HOUSTON—Have you ever heard of a dog that can alert a diabetic when their blood sugar gets too high? Earlier this year KHOU 11 News told you about a little boy in Cleveland who got one of those service dogs but things didn’t turn out as planned.
Back in March, little Wesley Webb was thrilled to get his black lab puppy to be a diabetes alert service dog. His family named the $20,000 dog Prixsee because they said she would prevent Wesley from needing so many finger pricks to test his blood sugar. The dog came from Warren Retrievers’ Guardian Angel Service Dogs facility in Virginia.
That was then.
“I do not want her here,” Wesley’s mom Amber Herrin now says.
Herrin said Prixsee does not alert them, is disobedient and she is violent too.
“Scratched me,” Wesley said. He said the dog bit him on his arm too. “She’s too rough.”
“She does not like my son,” Herrin said.
She said the company that provided the dog did not provide the training it promised.
KHOU 11 News tried repeatedly to contact company president Dan Warren, but did not make contact. Herrin said she has gone back and forth with him. She wants Warren’s company to take the dog back. She played a message on her phone that she said was from Warren.
”We’re not going to force you to keep the dog. We don’t force anyone to keep the dogs,” a man identifying himself as Warren said on the recording.
Herrin also said she is not sending the company any more money toward the cost of the dog. The man heard in the voicemail threatened police action at that.

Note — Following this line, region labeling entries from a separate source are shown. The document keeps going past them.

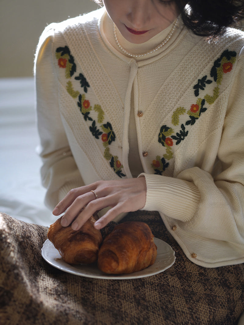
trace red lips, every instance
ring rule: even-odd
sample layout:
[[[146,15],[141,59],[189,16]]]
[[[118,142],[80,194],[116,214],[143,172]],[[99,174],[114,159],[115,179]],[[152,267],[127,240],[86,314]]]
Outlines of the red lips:
[[[125,25],[125,26],[130,33],[136,35],[141,35],[142,34],[145,34],[145,33],[148,31],[135,31],[134,29],[131,29],[131,28],[129,28],[129,27],[127,27],[126,25]]]

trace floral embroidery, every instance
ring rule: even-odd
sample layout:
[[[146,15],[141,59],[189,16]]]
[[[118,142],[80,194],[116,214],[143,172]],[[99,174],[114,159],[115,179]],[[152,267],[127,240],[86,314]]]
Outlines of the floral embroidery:
[[[157,175],[162,175],[162,173],[164,171],[169,165],[169,162],[166,162],[165,159],[161,158],[160,156],[157,156],[156,159],[153,161],[152,166],[155,172],[155,174]]]
[[[167,146],[169,146],[169,147],[172,147],[173,144],[173,140],[171,138],[169,137],[166,138],[165,139],[165,144],[167,144]]]
[[[219,87],[224,74],[230,72],[232,69],[233,65],[236,59],[236,53],[234,51],[226,50],[214,62],[210,72],[210,76],[213,79],[208,78],[207,75],[204,76],[201,79],[198,79],[197,83],[193,86],[194,94],[198,97],[195,103],[192,103],[187,110],[184,107],[177,108],[173,113],[171,122],[173,125],[179,125],[179,116],[187,114],[190,118],[184,123],[181,125],[181,129],[176,132],[172,127],[167,125],[161,127],[158,134],[158,141],[162,146],[166,148],[166,153],[161,158],[157,156],[156,159],[153,161],[152,166],[155,174],[161,175],[165,169],[169,166],[168,161],[173,156],[171,147],[174,145],[173,140],[176,141],[175,145],[179,145],[187,136],[188,131],[186,129],[186,126],[193,125],[199,118],[201,114],[206,111],[207,108],[206,104],[213,104],[219,97]],[[214,81],[217,86],[213,89],[212,96],[208,94],[205,95],[203,98],[199,97],[200,91],[205,90],[207,85]]]
[[[60,68],[65,69],[65,77],[67,79],[71,78],[76,72],[76,65],[68,46],[58,48],[56,50],[56,57]],[[75,77],[75,79],[79,81],[81,87],[83,88],[85,93],[87,93],[90,85],[83,75],[79,73],[79,75]],[[102,124],[104,119],[104,112],[101,106],[95,104],[93,108],[90,101],[86,99],[85,94],[82,94],[79,91],[75,91],[70,80],[67,83],[66,89],[73,98],[78,97],[77,105],[85,120],[87,122],[88,121],[92,122],[89,126],[89,130],[92,135],[98,140],[100,139],[101,137],[105,148],[103,155],[104,158],[109,161],[110,166],[119,177],[125,176],[126,175],[122,172],[123,167],[118,157],[113,156],[110,153],[109,146],[115,141],[116,137],[110,123],[107,122],[106,123]],[[90,112],[93,110],[97,113],[97,122],[101,124],[99,126],[97,125],[95,120],[90,116]]]
[[[103,142],[106,142],[108,141],[108,135],[107,133],[103,133],[102,135],[102,141]]]
[[[65,77],[71,78],[76,72],[76,65],[68,46],[58,47],[56,50],[56,58],[60,67],[65,68]]]
[[[82,105],[85,110],[87,110],[88,108],[89,108],[90,107],[90,102],[89,100],[87,100],[87,99],[85,99],[83,101]]]
[[[67,59],[63,59],[61,58],[59,59],[58,64],[60,68],[66,68],[66,65],[67,63]]]
[[[233,65],[231,62],[226,62],[223,64],[223,71],[224,73],[226,73],[232,70]]]
[[[196,112],[199,109],[199,106],[197,104],[193,104],[191,106],[191,109],[190,110],[193,113],[196,113]]]

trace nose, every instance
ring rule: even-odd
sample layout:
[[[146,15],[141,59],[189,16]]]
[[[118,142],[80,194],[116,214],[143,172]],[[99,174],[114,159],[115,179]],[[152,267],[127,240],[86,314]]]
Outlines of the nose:
[[[127,19],[131,27],[140,29],[150,22],[151,16],[151,0],[133,0],[127,14]]]

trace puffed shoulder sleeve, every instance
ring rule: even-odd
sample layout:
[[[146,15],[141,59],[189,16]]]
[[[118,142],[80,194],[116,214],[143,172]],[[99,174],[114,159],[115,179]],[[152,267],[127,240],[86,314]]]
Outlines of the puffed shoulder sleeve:
[[[170,230],[170,225],[176,220],[185,234],[224,241],[222,242],[226,243],[226,247],[231,243],[240,253],[239,257],[243,258],[243,48],[237,65],[228,90],[223,125],[219,131],[220,141],[214,166],[219,171],[211,173],[193,166],[173,178],[145,174],[139,176],[145,177],[147,184],[143,209],[158,211],[166,215]]]
[[[36,107],[45,203],[53,209],[69,191],[84,185],[71,151],[59,104],[54,51],[56,24],[47,26],[37,47],[34,66]],[[59,36],[60,38],[60,36]]]

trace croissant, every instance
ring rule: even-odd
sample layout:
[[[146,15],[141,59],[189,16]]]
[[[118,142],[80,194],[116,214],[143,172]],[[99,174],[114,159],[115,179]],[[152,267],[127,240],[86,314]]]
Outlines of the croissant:
[[[128,221],[117,225],[100,248],[98,268],[105,273],[121,274],[151,265],[157,255],[153,239],[150,228],[144,222]]]
[[[63,227],[61,217],[51,225],[47,238],[69,264],[90,264],[97,259],[99,247],[102,241],[100,231],[93,226],[93,216],[79,230],[74,230],[71,225]]]

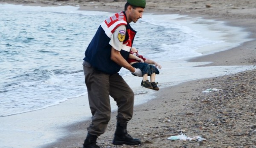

”If we have to have you arrested on site tomorrow I’m happy to do that too. I hate that you are bringing it to this portion,” he said.
KHOU 11 News heard from three other customers who said they too are unhappy with the service dog company. In fact, one said she is involved in a lawsuit with Warren.
We also heard from two customers who said they are very happy and pleased with their service dogs.
“I’ve been let down by a company that puts on a front to you and acts like this is going to be a life-saving privilege for my son,” Herrin said.
She also said her son’s service dog has been sick from day one. Sores are visible around Prixsee’s mouth.
Little Wesley said he would like to give Prixsee back to the people and get a new dog.
“We’ve become attached to Prixsee, but with all that’s happening it’s best that we part,” said Herrin.
The family is looking into getting the help they need from another service dog provider and they are talking to a lawyer.